Vliegende insecten
Insecten.
Insecten zijn een klasse van de geleedpotigen (Arthropoda). Met bijna een miljoen beschreven soorten is het verreweg de grootste groep van dieren. Geschat wordt dat er vele honderdduizenden tot enkele miljoenen soorten nog niet zijn ontdekt. Insecten leven op het land en in zoet water, slechts enkele soorten leven in zee, maar hier nemen de kreeftachtigen de plaats van de insecten vrijwel volledig in. Sommige insecten spelen een directe rol in het leven van de mens, zoals bij het overbrengen van ziekten als vector, het verzamelen van honing, of door het opeten van de oogst, maar ook door de bestuiving vanvoedingsgewassen. De wetenschap die zich met de bestudering van insecten bezighoudt is de entomologie. Insecten zijn eenvoudig van andere geleedpotigen te onderscheiden door de vrij specifieke lichaamskenmerken. Er zijn zowel nuttige insecten die op grote schaal worden gekweekt als schadelijke soorten die als plaag worden beschouwd. Een aantal soorten insecten wordt gegeten of gebruikt voor de voedselbereiding. Insecten kunnen met elkaar communiceren met geurstoffen of door een bepaald gedrag te vertonen. De voortplanting en ontwikkeling kent door het enorme soortenaantal een zeer breed scala aan uiteenlopende variaties, net als de verschillende methoden van camouflage of verdediging.
Ademhaling.
Insecten halen adem op een erg bijzondere manier, namelijk door hun achterlijf. Als je het achterlijf van een insect onder de microscoop zou leggen, zou je een heleboel kleine gaatjes zien, oftewel poriën. Deze poriën vormen het begin van een heel systeem van kleine buisjes, tracheeën genaamd. Deze werken ongeveer op dezelfde manier als de luchtpijp bij de mens. Er loopt een heel netwerk van die vertakte buisjes door hun lichaam. Via deze buisjes wordt de zuurstof in de lucht opgenomen in het lichaam. Om uit te ademen geven ze het koolzuurgas en water af door dezelfde buisjes.
Verdediging.
De bekendste stekende insecten zijn bijen, wespen en hommels die een speciaal orgaan hebben om te steken; de angel. Omdat deze is ontstaan uit de legbuis hebben alleen vrouwelijke exemplaren een angel, maar de zo massaal voorkomende werksters zijn altijd vrouwtjes. Mieren kunnen bijten en spuiten soms tegelijkertijd mierenzuur wat de pijn verergert. Sommige mieren hebben ook gifangels. Bijten doen maar weinig insecten, alleen grotere insecten hebben soms vervaarlijke kaken waarmee ze kunnen bijten. Voorbeelden zijn kevers als de geelgerande waterkever en de zwemwants. Andere bijtende insecten zoals muggen en dazen doen dit alleen om aan bloed te komen, niet ter verdediging.

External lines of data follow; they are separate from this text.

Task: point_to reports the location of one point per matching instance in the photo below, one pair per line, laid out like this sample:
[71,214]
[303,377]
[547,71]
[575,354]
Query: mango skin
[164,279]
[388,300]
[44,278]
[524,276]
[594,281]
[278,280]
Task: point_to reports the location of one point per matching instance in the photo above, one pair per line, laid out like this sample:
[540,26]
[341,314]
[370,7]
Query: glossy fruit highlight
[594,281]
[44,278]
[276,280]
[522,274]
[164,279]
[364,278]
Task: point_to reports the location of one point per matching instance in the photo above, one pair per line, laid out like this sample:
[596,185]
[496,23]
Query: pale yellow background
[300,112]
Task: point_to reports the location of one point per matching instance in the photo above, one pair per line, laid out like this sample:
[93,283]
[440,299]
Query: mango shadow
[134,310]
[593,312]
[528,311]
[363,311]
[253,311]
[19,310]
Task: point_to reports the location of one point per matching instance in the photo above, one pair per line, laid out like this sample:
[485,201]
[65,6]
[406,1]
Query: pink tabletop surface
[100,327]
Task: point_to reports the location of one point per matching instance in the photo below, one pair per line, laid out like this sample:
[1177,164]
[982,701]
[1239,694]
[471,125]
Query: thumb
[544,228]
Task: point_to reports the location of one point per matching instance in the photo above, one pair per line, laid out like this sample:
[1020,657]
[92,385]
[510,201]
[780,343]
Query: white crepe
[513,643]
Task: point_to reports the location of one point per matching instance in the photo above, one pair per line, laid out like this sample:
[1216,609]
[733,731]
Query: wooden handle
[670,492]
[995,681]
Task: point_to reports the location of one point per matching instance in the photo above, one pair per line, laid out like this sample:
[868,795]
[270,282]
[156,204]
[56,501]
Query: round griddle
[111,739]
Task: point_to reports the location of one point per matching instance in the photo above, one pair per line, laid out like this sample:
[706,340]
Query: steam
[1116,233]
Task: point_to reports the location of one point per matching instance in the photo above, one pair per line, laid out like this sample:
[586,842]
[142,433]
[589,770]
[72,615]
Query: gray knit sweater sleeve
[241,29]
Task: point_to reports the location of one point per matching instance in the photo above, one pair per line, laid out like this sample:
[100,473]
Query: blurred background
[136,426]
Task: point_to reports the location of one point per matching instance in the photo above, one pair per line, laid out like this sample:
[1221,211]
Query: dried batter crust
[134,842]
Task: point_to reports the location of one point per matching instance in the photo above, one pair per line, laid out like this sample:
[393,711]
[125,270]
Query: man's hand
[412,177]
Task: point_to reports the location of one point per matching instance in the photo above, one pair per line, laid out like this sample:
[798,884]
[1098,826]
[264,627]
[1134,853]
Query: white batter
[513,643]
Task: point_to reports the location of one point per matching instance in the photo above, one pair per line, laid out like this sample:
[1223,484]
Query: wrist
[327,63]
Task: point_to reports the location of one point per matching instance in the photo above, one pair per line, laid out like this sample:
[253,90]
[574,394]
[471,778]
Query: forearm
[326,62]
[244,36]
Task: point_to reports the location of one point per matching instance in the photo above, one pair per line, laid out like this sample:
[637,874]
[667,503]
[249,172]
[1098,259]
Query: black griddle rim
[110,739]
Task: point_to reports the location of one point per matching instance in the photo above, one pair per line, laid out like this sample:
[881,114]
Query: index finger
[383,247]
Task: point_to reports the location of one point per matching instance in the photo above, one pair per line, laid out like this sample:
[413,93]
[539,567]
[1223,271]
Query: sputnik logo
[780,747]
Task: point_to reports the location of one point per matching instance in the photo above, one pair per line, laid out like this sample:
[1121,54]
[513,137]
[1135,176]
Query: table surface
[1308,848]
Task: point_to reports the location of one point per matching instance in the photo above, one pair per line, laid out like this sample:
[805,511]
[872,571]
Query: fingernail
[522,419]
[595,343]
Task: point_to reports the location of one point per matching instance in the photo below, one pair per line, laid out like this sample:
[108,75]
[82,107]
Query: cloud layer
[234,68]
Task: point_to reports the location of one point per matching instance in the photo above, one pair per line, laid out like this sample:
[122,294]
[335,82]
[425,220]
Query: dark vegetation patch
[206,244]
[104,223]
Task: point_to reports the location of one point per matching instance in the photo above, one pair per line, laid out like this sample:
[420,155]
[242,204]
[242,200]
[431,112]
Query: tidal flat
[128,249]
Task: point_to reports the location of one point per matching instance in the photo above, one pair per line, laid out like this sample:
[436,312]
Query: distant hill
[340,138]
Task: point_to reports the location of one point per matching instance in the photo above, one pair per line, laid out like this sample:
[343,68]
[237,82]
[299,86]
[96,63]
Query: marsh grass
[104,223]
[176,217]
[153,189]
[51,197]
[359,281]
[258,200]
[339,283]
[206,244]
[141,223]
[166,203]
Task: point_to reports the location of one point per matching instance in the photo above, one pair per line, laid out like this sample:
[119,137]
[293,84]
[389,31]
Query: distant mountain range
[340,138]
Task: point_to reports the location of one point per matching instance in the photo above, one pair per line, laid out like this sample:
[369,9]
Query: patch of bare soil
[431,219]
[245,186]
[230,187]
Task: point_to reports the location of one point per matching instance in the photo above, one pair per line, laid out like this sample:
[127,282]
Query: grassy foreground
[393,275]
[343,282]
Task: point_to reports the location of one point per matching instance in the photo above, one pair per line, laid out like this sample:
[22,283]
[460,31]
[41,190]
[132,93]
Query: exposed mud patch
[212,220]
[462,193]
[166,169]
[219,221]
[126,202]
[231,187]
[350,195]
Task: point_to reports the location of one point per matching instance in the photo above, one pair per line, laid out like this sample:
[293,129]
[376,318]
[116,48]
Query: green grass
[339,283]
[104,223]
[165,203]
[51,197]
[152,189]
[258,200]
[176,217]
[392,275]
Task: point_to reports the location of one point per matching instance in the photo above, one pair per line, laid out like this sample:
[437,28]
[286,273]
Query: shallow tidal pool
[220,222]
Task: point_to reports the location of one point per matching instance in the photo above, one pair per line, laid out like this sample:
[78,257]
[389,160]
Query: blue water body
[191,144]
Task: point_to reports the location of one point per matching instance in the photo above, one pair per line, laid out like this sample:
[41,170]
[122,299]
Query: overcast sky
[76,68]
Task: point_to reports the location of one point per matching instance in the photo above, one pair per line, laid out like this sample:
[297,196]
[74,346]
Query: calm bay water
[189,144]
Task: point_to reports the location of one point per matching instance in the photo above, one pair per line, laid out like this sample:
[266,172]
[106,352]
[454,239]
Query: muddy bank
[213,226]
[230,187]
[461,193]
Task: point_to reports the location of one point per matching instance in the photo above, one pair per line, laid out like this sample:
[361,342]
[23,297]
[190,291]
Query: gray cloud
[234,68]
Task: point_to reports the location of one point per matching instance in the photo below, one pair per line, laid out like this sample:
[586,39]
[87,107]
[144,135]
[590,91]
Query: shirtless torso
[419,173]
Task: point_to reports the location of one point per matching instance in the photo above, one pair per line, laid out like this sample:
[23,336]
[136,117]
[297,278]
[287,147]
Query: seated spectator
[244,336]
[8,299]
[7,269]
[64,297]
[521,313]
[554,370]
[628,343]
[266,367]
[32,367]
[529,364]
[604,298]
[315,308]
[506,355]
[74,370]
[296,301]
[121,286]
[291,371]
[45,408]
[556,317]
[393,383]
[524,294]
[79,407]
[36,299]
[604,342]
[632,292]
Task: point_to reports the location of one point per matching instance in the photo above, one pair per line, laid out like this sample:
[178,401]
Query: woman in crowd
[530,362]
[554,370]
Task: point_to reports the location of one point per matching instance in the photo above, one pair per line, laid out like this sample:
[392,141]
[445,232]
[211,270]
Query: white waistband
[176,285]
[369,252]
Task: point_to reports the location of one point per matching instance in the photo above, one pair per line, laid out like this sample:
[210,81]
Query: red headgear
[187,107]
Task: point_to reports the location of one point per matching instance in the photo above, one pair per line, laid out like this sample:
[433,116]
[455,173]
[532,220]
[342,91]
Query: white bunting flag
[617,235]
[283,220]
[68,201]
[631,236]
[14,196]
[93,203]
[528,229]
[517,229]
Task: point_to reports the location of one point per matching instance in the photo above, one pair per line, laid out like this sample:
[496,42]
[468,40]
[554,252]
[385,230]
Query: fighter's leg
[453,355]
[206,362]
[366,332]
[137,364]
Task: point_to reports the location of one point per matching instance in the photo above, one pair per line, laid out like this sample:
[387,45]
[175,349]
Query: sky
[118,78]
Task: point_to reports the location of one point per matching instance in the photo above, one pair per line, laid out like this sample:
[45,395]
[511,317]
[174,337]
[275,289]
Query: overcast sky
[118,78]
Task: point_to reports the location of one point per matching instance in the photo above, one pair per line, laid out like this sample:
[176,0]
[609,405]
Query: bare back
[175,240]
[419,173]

Veel insecten hebben schrikkleuren zoals rood, blauw of geel, zoals lieveheersbeestjes en sommige rupsen, om aan te geven dat ze walgelijk smaken. Veel vlinders hebben oogachtige vlekken die pas tevoorschijn komen als de vlinder wegvliegt. Hierdoor kan de predator wel eens de indruk krijgen dat hijzelf wordt aangevallen door een veel groter dier. Ook een aantal sprinkhanen en kevers hebben felgekleurde vleugels die pas tevoorschijn komen bij het vliegen.